3 thoughts on “High credit utilization, some high interest – but credit score not overly bad. How to attack debt in this situation?

  1. Peter Green

    While paying off your debt quickly is obviously desirable it is simply not going to be possible. Even with tight budgeting I think you will struggle to put more than £500 or so per month towards your debt.

    I would keep trying to move the highest interest debt onto something cheaper, be it a loan, a balance transfer credit card ( http://www.moneysavingexpert.com/credit-cards/balance-transfer-credit-cards#nofees ) etc.

    It is also worth looking at your current credit cards more carefully. Sometimes you may be able to get a balance transfer deal on an existing card by talking to the card issuer, then shuffle your debt around to take advantage of it ( http://www.moneysavingexpert.com/credit-cards/cut-credit-card-interest )

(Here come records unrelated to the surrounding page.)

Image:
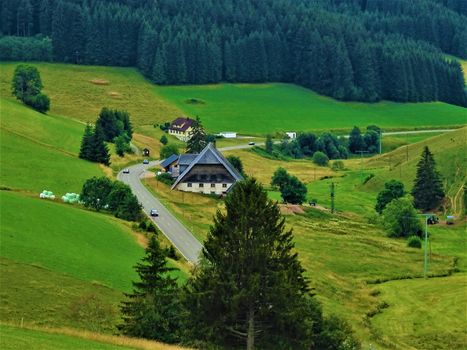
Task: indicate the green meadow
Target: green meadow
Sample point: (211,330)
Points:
(269,108)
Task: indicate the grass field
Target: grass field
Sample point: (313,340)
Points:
(81,91)
(16,338)
(269,108)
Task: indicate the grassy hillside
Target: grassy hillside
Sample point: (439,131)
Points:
(33,338)
(267,108)
(81,91)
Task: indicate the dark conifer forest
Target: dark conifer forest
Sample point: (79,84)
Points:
(363,50)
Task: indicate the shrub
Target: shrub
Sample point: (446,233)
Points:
(319,158)
(165,178)
(337,165)
(414,242)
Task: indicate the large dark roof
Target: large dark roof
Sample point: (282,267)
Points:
(169,160)
(182,124)
(209,155)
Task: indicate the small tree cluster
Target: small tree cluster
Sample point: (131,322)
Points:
(93,147)
(197,140)
(392,190)
(27,85)
(400,219)
(291,188)
(428,192)
(113,196)
(368,142)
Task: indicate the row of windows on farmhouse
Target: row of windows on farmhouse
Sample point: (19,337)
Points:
(189,184)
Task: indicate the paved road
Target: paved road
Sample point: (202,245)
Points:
(173,229)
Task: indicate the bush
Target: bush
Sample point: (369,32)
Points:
(414,242)
(319,158)
(337,165)
(165,178)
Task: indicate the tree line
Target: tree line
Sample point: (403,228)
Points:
(365,50)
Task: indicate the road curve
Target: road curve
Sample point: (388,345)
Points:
(170,226)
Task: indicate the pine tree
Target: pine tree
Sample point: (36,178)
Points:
(86,150)
(250,281)
(197,140)
(152,310)
(428,189)
(100,149)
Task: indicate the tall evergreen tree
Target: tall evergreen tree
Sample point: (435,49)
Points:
(250,286)
(153,310)
(86,150)
(197,140)
(428,189)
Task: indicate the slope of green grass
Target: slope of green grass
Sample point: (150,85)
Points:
(86,245)
(81,91)
(267,108)
(14,338)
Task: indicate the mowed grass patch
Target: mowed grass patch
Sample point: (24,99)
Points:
(262,168)
(36,295)
(80,92)
(424,314)
(270,108)
(86,245)
(16,338)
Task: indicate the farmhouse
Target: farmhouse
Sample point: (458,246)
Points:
(181,127)
(207,172)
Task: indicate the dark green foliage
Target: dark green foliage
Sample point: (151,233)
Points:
(115,197)
(153,309)
(236,163)
(250,287)
(392,190)
(37,48)
(319,158)
(428,189)
(197,140)
(269,145)
(400,219)
(414,242)
(26,86)
(95,192)
(115,123)
(166,178)
(168,150)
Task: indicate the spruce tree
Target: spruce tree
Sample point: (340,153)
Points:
(86,150)
(152,310)
(428,189)
(197,140)
(250,285)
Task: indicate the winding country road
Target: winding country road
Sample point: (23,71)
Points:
(167,223)
(170,226)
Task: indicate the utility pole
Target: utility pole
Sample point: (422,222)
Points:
(332,197)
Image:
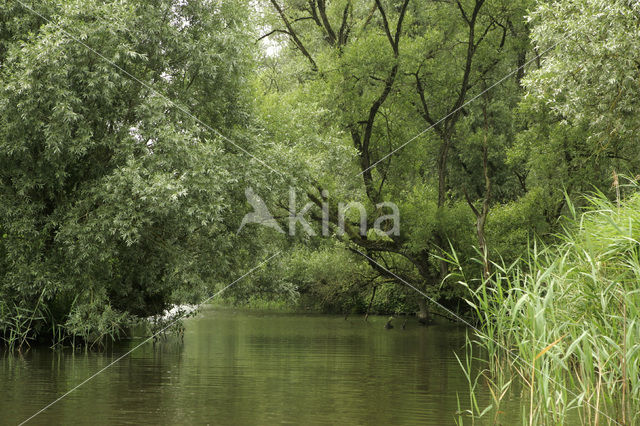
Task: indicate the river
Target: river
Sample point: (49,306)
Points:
(247,367)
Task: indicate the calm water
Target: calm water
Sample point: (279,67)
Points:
(239,367)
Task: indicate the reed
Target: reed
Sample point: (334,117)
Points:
(565,321)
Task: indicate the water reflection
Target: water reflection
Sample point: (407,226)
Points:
(238,367)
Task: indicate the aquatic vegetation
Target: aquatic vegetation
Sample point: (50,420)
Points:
(565,321)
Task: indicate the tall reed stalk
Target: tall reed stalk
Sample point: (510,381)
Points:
(566,320)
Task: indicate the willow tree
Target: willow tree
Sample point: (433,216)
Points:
(114,198)
(375,74)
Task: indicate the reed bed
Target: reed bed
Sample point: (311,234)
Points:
(564,323)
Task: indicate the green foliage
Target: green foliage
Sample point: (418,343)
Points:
(573,308)
(113,200)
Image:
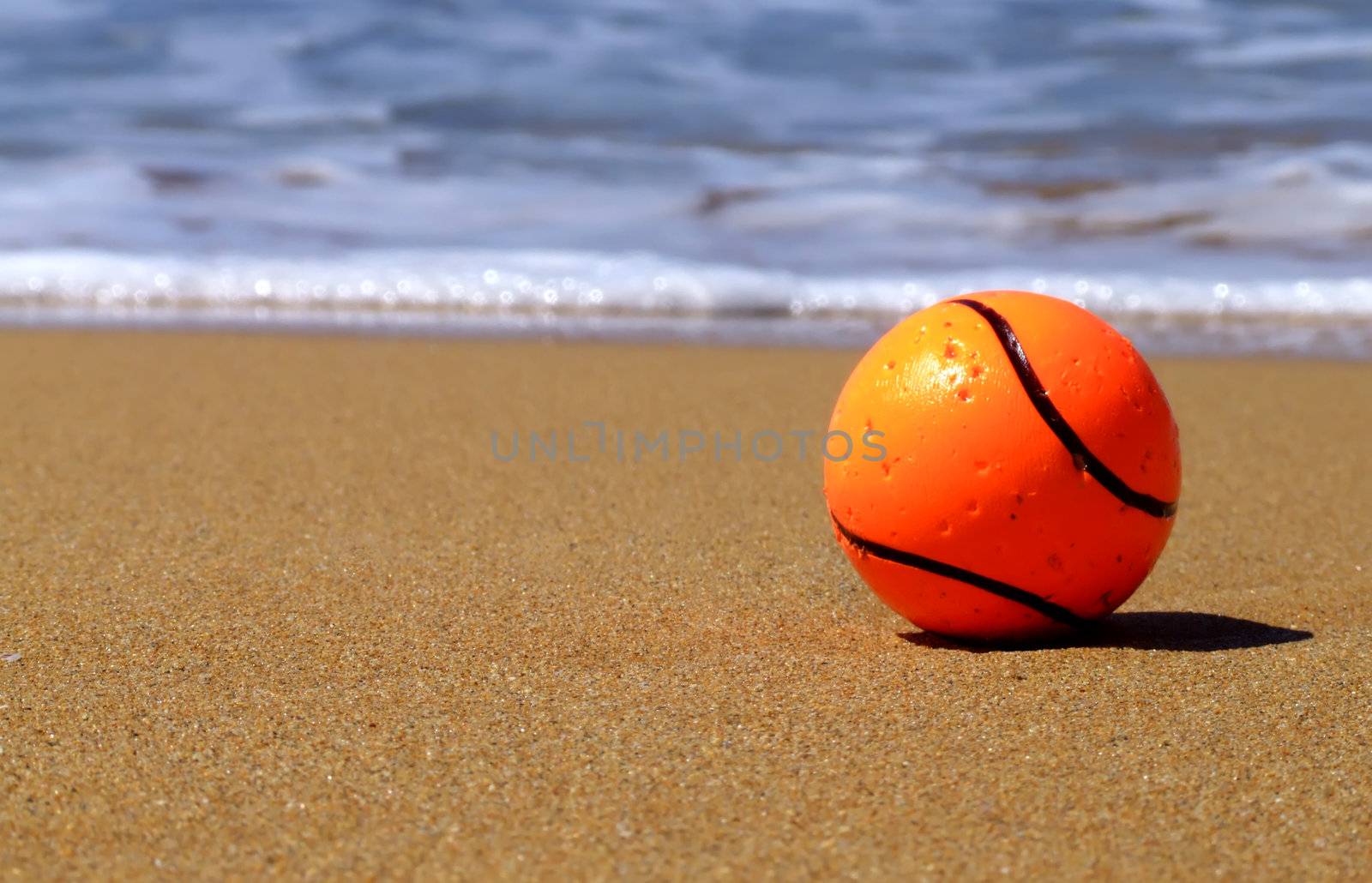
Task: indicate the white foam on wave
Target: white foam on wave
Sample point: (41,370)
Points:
(645,295)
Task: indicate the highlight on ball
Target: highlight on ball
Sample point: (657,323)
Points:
(1032,471)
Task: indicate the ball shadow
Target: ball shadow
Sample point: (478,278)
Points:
(1179,631)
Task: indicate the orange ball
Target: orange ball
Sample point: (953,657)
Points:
(1021,469)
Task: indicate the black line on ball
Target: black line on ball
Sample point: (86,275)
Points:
(985,583)
(1081,455)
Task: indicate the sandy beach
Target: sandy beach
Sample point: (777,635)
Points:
(272,605)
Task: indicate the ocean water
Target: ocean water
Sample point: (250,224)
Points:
(1195,171)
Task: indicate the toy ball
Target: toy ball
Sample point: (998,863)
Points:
(1015,469)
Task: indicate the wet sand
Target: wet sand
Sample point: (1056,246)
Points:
(279,609)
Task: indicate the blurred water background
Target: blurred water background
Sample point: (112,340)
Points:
(1197,171)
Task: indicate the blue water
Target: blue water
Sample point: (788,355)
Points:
(1170,159)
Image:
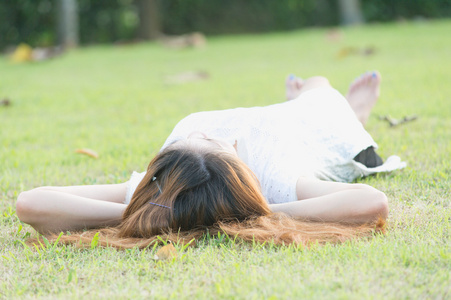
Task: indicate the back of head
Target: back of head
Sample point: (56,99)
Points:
(192,189)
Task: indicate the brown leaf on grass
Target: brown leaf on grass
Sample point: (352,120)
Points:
(395,122)
(5,102)
(348,51)
(166,252)
(87,152)
(191,40)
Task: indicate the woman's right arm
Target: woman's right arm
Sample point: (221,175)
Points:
(55,209)
(335,202)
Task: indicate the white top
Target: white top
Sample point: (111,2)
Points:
(315,135)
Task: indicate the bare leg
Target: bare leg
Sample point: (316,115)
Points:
(363,94)
(296,86)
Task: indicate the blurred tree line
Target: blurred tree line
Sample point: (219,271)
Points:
(105,21)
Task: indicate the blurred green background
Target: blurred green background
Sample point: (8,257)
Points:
(36,22)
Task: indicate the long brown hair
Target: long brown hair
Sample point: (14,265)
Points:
(188,192)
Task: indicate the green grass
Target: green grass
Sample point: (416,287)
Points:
(115,100)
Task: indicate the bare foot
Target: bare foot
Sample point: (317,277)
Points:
(363,94)
(293,86)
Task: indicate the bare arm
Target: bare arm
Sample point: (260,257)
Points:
(54,209)
(335,202)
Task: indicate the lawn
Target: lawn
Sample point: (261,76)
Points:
(122,102)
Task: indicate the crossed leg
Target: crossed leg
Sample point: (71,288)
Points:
(362,94)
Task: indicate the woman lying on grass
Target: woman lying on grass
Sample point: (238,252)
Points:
(256,173)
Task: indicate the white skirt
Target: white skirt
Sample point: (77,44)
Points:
(315,135)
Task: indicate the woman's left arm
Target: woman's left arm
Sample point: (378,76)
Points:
(335,202)
(55,209)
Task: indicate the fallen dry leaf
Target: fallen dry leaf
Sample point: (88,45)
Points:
(166,252)
(22,53)
(87,152)
(5,102)
(395,122)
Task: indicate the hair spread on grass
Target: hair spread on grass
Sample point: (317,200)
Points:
(189,192)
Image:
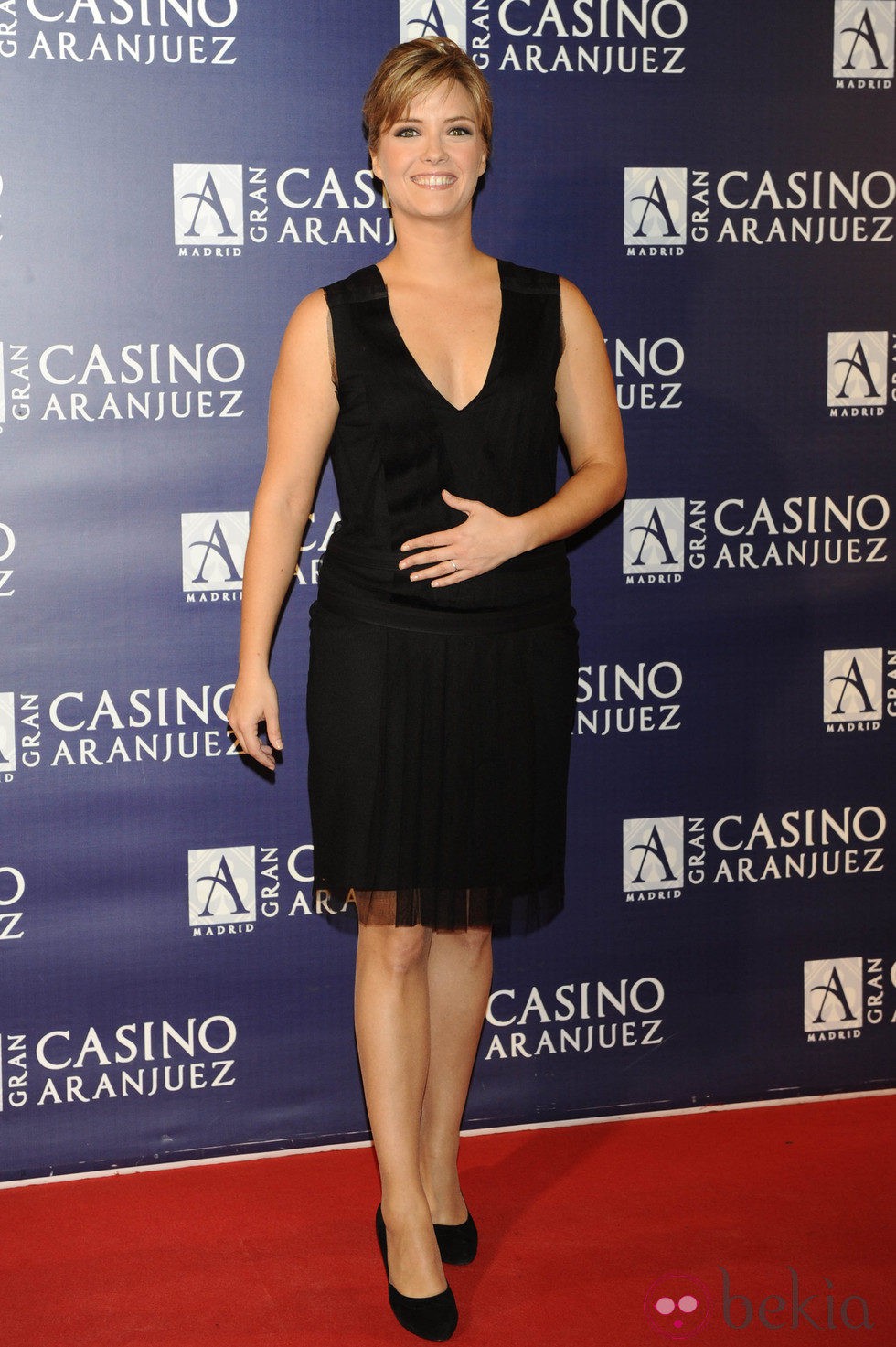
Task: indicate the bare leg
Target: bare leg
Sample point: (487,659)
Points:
(392,1028)
(460,977)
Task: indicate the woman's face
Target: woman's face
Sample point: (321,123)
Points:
(432,159)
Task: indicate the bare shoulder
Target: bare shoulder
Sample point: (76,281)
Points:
(578,315)
(309,319)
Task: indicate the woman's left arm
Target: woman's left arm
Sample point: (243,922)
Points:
(593,434)
(591,426)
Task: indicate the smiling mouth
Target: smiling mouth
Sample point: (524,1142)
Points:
(434,181)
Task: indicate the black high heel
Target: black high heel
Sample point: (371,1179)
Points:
(457,1244)
(432,1318)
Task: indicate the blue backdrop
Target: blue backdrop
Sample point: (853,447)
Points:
(719,179)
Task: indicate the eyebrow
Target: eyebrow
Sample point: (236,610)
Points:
(418,120)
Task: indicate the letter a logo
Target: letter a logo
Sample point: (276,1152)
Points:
(432,19)
(213,550)
(833,994)
(856,369)
(208,204)
(654,536)
(655,207)
(864,33)
(222,885)
(218,544)
(853,686)
(653,853)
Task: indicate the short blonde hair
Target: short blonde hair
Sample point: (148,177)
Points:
(417,68)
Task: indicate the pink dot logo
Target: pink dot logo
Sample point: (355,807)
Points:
(677,1306)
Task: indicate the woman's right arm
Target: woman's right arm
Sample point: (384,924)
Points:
(301,419)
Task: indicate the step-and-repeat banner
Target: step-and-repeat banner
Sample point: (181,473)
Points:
(719,179)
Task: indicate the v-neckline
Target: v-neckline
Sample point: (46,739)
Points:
(420,369)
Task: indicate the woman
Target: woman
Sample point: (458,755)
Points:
(443,652)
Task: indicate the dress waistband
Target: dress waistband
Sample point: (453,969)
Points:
(366,583)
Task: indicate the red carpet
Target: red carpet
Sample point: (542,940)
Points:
(576,1224)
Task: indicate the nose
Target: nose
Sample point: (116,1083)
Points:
(434,148)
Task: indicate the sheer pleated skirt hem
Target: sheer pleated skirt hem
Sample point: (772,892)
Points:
(443,908)
(437,771)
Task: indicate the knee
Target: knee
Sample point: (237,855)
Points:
(397,950)
(472,945)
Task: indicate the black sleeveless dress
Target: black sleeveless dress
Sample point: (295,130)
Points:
(440,720)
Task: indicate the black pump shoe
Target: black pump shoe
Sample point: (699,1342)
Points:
(432,1318)
(457,1244)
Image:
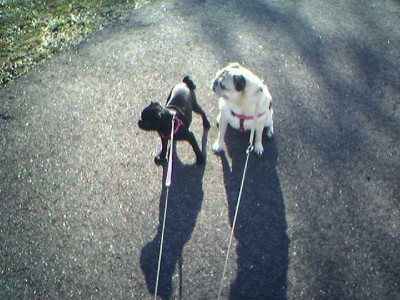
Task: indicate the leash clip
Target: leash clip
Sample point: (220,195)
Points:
(249,149)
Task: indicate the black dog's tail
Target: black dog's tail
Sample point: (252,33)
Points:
(189,82)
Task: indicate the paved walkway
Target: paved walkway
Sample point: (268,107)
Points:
(81,199)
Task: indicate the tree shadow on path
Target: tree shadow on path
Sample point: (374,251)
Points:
(260,232)
(184,204)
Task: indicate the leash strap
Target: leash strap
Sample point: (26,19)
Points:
(168,182)
(169,172)
(249,149)
(234,220)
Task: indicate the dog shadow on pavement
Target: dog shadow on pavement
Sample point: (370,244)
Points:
(260,230)
(184,203)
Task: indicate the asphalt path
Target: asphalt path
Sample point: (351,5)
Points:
(82,200)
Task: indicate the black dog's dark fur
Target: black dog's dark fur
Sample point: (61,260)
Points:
(181,100)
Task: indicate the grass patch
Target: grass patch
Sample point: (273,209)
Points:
(32,31)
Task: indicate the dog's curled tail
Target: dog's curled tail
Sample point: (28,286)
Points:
(189,82)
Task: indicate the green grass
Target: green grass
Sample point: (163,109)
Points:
(32,31)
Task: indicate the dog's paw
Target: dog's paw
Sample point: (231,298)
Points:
(159,160)
(259,149)
(217,148)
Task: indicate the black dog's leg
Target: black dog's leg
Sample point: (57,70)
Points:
(199,155)
(161,156)
(197,109)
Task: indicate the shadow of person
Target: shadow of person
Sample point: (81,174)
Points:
(260,231)
(184,203)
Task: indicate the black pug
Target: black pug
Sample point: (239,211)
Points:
(181,102)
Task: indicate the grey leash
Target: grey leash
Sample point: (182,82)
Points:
(248,150)
(168,182)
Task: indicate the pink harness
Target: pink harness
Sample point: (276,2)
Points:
(177,126)
(243,118)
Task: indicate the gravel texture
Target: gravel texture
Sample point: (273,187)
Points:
(81,200)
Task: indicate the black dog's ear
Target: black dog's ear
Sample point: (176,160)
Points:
(189,82)
(240,82)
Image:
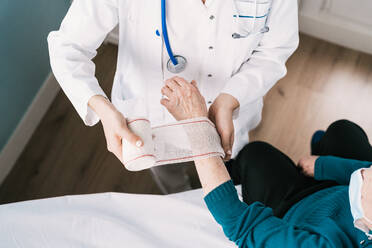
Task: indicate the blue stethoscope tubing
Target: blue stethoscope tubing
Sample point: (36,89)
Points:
(165,32)
(177,63)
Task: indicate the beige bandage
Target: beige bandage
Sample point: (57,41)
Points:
(176,142)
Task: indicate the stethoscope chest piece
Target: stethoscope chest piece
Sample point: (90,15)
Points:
(179,67)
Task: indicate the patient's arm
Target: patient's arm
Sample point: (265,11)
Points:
(247,225)
(184,101)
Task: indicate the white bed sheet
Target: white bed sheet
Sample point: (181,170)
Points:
(111,220)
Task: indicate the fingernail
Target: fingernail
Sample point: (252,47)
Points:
(139,143)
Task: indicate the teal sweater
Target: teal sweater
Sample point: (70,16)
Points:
(322,219)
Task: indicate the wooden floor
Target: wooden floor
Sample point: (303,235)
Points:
(325,83)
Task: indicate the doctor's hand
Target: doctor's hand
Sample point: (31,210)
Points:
(114,125)
(220,113)
(307,165)
(184,99)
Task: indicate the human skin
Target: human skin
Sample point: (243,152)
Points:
(184,101)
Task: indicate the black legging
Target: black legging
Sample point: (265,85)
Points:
(269,176)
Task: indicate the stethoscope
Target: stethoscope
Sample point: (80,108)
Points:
(177,63)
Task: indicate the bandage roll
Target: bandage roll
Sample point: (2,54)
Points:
(176,142)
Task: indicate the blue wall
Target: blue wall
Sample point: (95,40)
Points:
(24,62)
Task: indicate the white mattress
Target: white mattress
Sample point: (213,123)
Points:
(111,220)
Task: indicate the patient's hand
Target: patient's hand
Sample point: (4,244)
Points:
(184,99)
(307,164)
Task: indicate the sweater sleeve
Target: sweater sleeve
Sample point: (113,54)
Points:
(255,225)
(337,169)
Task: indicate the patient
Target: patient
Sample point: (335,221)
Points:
(284,206)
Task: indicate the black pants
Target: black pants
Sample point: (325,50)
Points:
(269,176)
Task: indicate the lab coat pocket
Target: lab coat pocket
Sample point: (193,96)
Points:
(251,16)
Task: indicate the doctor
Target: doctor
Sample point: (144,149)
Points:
(235,51)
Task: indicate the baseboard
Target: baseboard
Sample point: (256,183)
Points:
(26,127)
(337,31)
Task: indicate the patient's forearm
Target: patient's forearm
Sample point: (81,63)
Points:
(212,173)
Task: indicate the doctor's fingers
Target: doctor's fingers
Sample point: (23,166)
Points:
(114,146)
(172,84)
(182,82)
(126,134)
(166,91)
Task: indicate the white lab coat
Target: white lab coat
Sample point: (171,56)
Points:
(245,68)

    Some think it’s taboo but in your position I would also be seriously considering if you have any friends and family who can lend you money at a less crippling interest rate.

  2. jkuz

    You need to pay off the entire balance of 7450 as soon as possible. This should be your primary financial goal at this point above anything else. A basic structure that you can follow is this:

    • Evaluate your income. It needs to increase, and you seem to agree that it can.
    • Cut expenses. Then cut more. You need to put all your expenses under a harsh light. If you are not tracking them with some sort of budget, start now. Then cut again.
    • Save a small amount in cash, like 1000 or maybe a bit less. This is to prevent you from going into more debt if you have an emergency expense. Do not spend this unless for emergencies!
    • Place all available income onto your debt as extra payments. Start with the highest interest, especially because all your balances are very similar.
    • (optionally) save up a few thousand while making minimum payments. Sell or trade in the car if possible and purchase a cheaper vehicle.
    • Continue until credit debt is clear.

    Is the £1500 balance with the 39.9% interest rate the obvious starting point here?

    Yes, that is fine. But all the cards and overdraft debts need to be treated with the same urgency!

    What are the prospects for improving my credit score in say the next 6-12 months enough to get a 0% balance transfer or loan for consolidation?

    This should not be a primary concern of yours if you want to move on with your financial life. Debt consolidation will not help you achieve the goals you have described (home ownership, financial stability). If you follow the advice here, by the time you get to the point of being eligible, you may not see enough savings in interest to make it worth the hassle. Focus on the hard stuff and pay off the balances.

    Is that realistic, or am I looking at a longer term struggle?

    You are looking at a significant struggle. If it was easy you would not be asking this question! The length of time will be determined by your choices: how aggressively you will cut your lifestyle, take on extra jobs, and place additional payments on your debt.

    By being that extreme, you will actually start to see progress, which will be encouraging. If you go in half-committed, your progress will show as much and it will be demotivating. Much of your success will hinge on your mental and emotional toughness to push through the hard work of delaying pleasure and paying off these balances.

    That is just my personal experience, so you can take it or leave it. 🙂 The credit score will take care of itself if you follow this method, so don’t worry about it.

    Good Luck!

  3. Pete B.

    The bottom line is you have an income problem. Your car payment seems very high relative to your income and your income is very low relative to your debt. Can you work extra jobs or start a small business to get that income up?

    In the US it would be fairly easy to work some part time jobs to get that income up about 1000 per month. With that kind of difference you could have this all knocked out (except for the car) in about a year. Then, six months later you could be done with your car.

    Most of the credit repair places are ripoffs in the US and I suspect it is similar around the world.